Comparing variants in vcf files that have been mapped to GRCh37 and GRCh38
1
1
Entering edit mode
4.6 years ago
cl10101 ▴ 80

I have a VCF format file, which contains variants found for file mapped to hg38 (reference from GATK hg38 bundle) and I would like to compare this variants with VCF file from 1000 genome project, which is mapped to GRCh37. By comparing this files I mean finding variants shared by both files. Are the coordinates in this files the same or should I somehow convert them?

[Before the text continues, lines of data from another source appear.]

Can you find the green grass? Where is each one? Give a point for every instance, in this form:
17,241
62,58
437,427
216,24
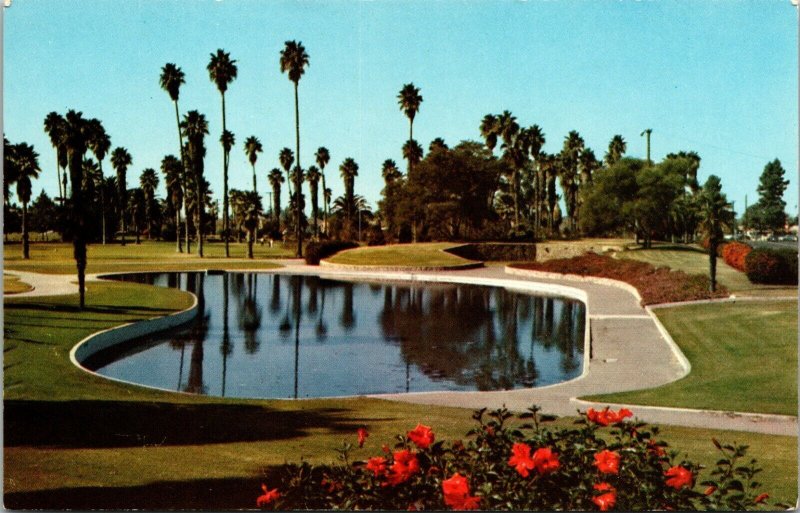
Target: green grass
13,285
743,356
401,255
694,261
56,258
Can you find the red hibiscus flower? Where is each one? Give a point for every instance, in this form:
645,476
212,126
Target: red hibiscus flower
521,459
362,436
456,493
267,497
679,477
607,462
377,465
422,436
545,460
607,417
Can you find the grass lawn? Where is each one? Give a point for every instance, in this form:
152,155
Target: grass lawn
56,258
73,438
694,261
743,356
428,254
13,285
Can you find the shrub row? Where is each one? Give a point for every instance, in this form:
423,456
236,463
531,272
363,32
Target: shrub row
655,285
505,463
772,266
316,251
734,254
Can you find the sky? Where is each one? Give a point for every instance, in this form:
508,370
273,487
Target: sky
716,77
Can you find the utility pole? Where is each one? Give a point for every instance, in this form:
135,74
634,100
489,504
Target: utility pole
647,133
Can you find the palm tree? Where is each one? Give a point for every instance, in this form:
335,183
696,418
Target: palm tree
120,160
222,71
148,181
715,214
313,176
275,180
294,60
616,149
195,128
172,168
27,167
99,143
323,156
172,77
54,127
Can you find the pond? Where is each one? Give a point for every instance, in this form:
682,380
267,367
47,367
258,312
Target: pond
289,336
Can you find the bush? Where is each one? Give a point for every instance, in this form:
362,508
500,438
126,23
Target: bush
655,285
734,254
772,266
509,463
316,251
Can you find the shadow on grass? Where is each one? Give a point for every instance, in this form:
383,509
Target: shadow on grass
205,494
105,424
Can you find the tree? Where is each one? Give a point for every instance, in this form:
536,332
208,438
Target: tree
313,176
172,77
27,167
715,214
195,128
222,71
293,62
409,100
121,160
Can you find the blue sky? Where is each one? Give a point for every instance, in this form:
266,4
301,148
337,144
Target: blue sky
719,78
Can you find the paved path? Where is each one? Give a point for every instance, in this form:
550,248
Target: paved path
629,352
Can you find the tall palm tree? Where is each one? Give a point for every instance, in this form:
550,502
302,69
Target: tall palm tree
313,176
120,160
99,143
294,60
715,214
323,156
54,127
409,100
195,127
275,180
222,71
172,168
27,167
148,181
172,78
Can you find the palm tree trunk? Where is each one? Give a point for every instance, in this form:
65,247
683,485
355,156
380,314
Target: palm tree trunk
297,175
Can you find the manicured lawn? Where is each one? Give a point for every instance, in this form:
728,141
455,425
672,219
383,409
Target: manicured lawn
429,254
56,258
743,356
693,261
13,285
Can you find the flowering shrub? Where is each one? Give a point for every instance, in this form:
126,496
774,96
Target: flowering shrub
601,463
655,284
734,254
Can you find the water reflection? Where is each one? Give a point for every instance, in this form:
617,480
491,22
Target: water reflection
314,337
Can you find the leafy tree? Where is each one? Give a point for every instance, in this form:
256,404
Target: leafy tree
293,62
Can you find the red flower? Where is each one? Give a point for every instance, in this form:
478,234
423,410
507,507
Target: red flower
362,436
405,465
607,462
606,416
377,465
678,477
521,459
422,436
545,460
267,497
456,493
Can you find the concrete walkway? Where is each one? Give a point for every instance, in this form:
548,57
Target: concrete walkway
629,349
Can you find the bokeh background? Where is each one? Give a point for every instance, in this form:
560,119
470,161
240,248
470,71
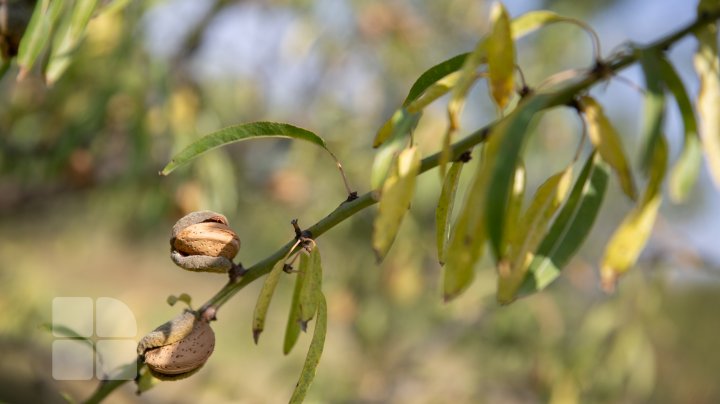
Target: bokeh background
84,213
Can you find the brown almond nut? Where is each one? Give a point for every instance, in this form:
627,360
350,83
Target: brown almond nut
185,355
209,239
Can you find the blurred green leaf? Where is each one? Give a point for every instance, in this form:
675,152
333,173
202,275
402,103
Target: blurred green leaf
684,173
292,330
314,352
444,209
37,33
254,130
311,287
707,67
533,226
630,238
397,192
264,299
654,112
69,34
607,141
511,139
501,56
570,228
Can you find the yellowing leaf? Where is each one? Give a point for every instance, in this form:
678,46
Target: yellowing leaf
501,56
707,66
630,238
397,192
532,227
607,141
443,212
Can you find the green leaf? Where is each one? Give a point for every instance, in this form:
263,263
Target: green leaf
654,113
501,56
532,227
443,212
292,330
37,33
570,228
433,75
254,130
397,192
607,141
68,38
510,142
707,66
264,299
630,238
311,285
314,352
684,173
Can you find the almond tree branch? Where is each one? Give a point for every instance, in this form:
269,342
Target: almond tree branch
562,94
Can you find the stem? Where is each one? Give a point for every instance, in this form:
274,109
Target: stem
560,96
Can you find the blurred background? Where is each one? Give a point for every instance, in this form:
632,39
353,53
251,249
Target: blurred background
83,211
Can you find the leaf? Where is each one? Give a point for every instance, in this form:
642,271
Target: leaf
397,192
501,56
630,238
468,235
231,134
532,227
654,104
311,285
68,37
435,91
265,297
443,212
292,330
510,142
683,175
707,66
314,352
570,228
607,141
37,33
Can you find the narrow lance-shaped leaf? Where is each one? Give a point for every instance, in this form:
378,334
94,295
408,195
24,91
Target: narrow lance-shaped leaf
707,65
503,169
630,238
654,113
37,33
398,127
607,141
514,210
232,134
468,234
314,352
397,192
70,33
684,173
533,227
292,330
311,286
570,228
264,299
443,212
501,56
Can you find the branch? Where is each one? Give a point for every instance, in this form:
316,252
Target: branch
562,95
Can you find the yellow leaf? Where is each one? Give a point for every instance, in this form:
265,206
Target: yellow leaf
607,141
501,56
707,66
531,228
630,238
397,192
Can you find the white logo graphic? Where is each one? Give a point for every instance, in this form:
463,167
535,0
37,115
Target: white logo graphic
78,353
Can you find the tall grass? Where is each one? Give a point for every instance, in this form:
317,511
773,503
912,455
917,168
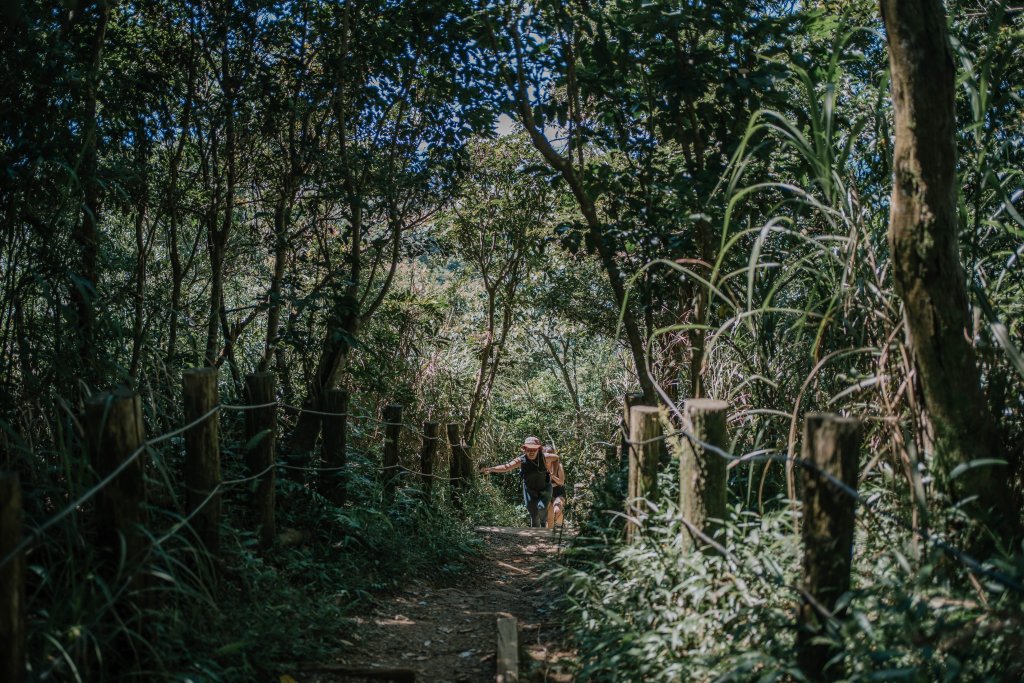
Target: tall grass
804,317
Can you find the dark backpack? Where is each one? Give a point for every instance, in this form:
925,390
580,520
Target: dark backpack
535,472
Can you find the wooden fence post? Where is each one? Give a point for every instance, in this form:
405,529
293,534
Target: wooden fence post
427,455
114,425
335,445
611,458
454,430
392,430
203,455
701,471
12,624
645,449
629,400
830,449
261,437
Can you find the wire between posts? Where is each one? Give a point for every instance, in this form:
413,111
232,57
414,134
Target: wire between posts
964,558
38,531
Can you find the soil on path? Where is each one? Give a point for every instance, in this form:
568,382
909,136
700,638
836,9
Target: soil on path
450,634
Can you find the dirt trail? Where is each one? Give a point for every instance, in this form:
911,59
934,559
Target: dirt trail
449,634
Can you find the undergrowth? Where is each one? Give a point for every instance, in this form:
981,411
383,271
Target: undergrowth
251,613
651,611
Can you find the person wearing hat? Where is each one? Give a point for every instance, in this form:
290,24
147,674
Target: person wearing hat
536,480
557,475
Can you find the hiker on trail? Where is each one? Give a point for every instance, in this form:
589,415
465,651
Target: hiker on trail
536,480
557,474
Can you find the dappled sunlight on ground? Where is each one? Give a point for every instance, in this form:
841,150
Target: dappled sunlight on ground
449,634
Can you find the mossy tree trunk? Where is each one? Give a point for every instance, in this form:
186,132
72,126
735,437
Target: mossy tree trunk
926,261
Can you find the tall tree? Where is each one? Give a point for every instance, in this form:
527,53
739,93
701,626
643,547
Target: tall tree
923,238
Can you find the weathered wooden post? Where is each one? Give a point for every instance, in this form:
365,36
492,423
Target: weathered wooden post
203,455
334,484
629,400
12,616
427,454
701,471
261,437
114,425
392,430
454,430
645,447
830,449
611,457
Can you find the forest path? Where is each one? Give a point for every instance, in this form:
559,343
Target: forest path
450,634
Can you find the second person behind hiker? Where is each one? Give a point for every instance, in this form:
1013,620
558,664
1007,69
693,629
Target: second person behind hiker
536,481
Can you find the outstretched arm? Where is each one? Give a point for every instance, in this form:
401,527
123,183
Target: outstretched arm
507,467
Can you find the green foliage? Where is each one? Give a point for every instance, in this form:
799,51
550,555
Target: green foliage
649,611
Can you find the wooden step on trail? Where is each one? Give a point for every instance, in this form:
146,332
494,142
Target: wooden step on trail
508,650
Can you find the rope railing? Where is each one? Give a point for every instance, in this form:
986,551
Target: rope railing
35,534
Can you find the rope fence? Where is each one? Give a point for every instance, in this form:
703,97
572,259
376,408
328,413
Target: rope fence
33,535
771,455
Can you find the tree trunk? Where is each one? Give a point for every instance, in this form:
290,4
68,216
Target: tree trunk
87,232
926,261
282,215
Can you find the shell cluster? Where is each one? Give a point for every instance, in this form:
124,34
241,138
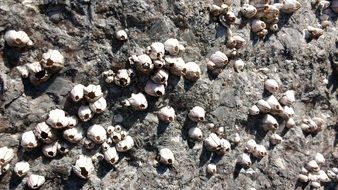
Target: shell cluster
324,9
272,107
40,71
262,14
312,174
92,100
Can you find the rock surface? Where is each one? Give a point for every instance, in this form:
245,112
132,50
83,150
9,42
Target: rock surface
83,31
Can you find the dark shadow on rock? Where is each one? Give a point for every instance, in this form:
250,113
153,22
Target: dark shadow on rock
204,157
216,158
161,168
74,182
186,126
333,77
36,90
104,168
161,128
254,126
14,181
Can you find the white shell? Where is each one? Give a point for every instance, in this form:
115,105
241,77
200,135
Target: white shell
274,28
257,25
137,101
288,111
312,166
275,139
21,168
195,133
193,71
274,104
88,143
72,121
57,119
52,60
263,106
160,76
244,160
50,150
323,177
17,38
248,11
73,135
92,92
159,63
99,105
211,169
83,167
176,65
290,6
254,110
269,122
109,76
259,151
271,85
85,113
123,77
97,133
23,70
116,137
331,174
197,114
166,114
212,142
290,123
121,35
250,145
44,132
223,147
28,140
315,184
37,74
173,46
235,138
288,97
143,63
319,158
303,178
110,129
77,92
110,155
218,59
126,144
154,89
166,156
6,155
239,65
35,181
156,50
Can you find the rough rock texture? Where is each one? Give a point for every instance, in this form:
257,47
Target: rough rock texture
83,30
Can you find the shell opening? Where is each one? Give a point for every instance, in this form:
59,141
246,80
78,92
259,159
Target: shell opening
91,95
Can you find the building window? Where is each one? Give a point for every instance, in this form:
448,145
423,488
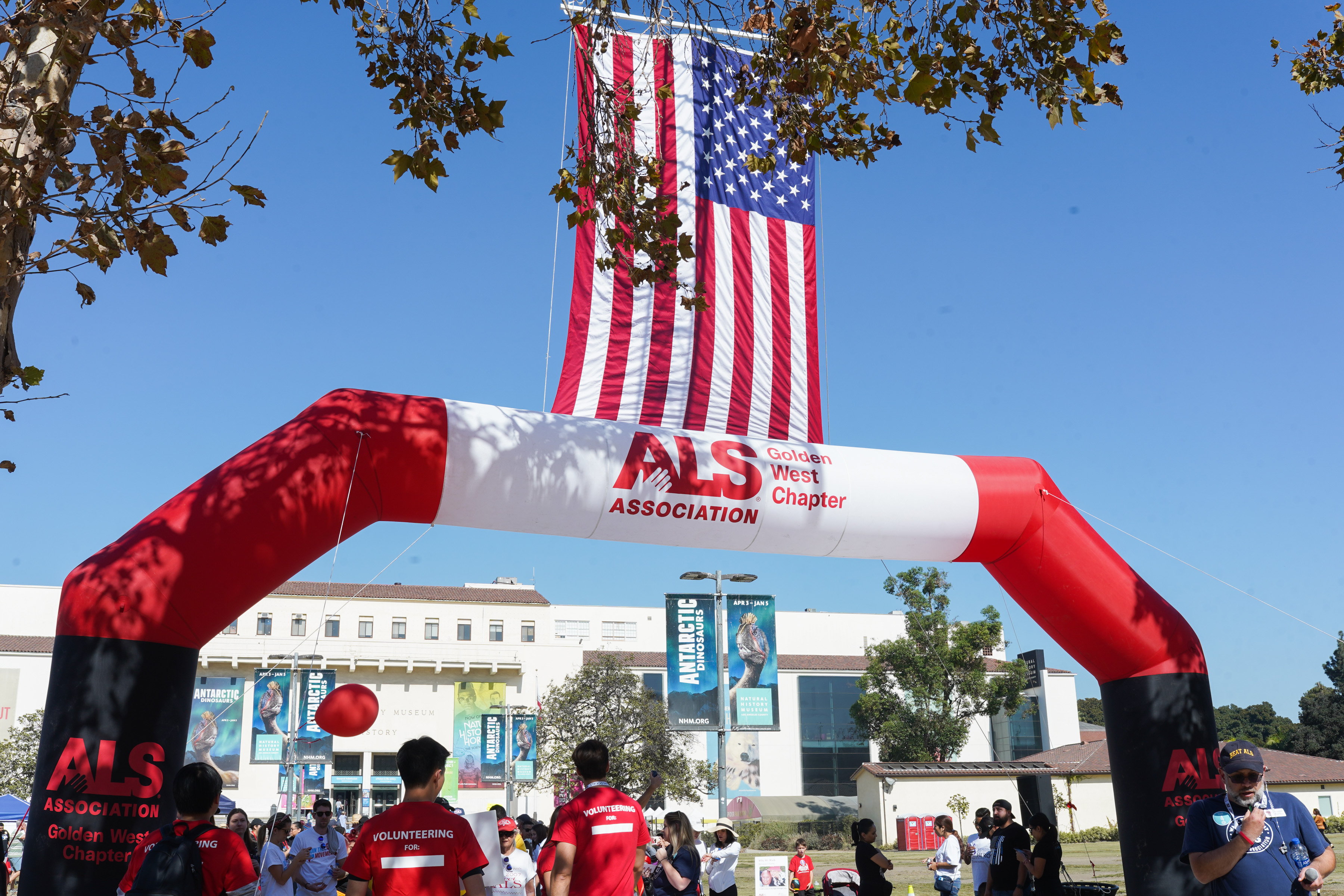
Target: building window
617,632
1018,735
349,763
833,746
568,629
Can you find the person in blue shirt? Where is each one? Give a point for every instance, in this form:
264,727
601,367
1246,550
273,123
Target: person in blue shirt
1238,841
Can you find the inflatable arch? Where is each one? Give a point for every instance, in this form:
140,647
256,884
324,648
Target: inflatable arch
134,616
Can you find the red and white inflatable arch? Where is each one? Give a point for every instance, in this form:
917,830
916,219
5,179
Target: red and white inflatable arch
135,616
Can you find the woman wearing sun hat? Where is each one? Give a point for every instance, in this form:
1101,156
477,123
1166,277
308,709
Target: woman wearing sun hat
722,858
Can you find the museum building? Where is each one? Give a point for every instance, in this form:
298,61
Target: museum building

hg38 hg19 vcf • 2.6k views
1
Entering edit mode
4.6 years ago

convert the file with picard LiftoverVcf : https://broadinstitute.github.io/picard/command-line-overview.html#LiftoverVcf then compare How to compare 2 VCF files

0
Entering edit mode

Thank you. Unfortunately I can't find liftover chain file for g1k_v37 to hg38. I was trying to use hg19ToHg38.over.chain from http://hgdownload.soe.ucsc.edu/goldenPath/hg19/liftOver/ but output file is empty and all records were rejected. I found out that g1k_v37 is GRCh37 with slight differences.

0
Entering edit mode

hg19=v37 .

you're looking for http://hgdownload.soe.ucsc.edu/goldenPath/hg19/liftOver/hg19ToHg38.over.chain.gz if needed convert the chromosomes names by removing the chr prefix .

0
Entering edit mode

Thank you for response. I removed char prefix in hg19ToHg38.over.chain file as you suggested and now I have error:

"Exception in thread "main" htsjdk.tribble.TribbleException: Badly formed variant context at location chr1:789016; getEnd() was 789016 but this VariantContext contains an END key with value 724396"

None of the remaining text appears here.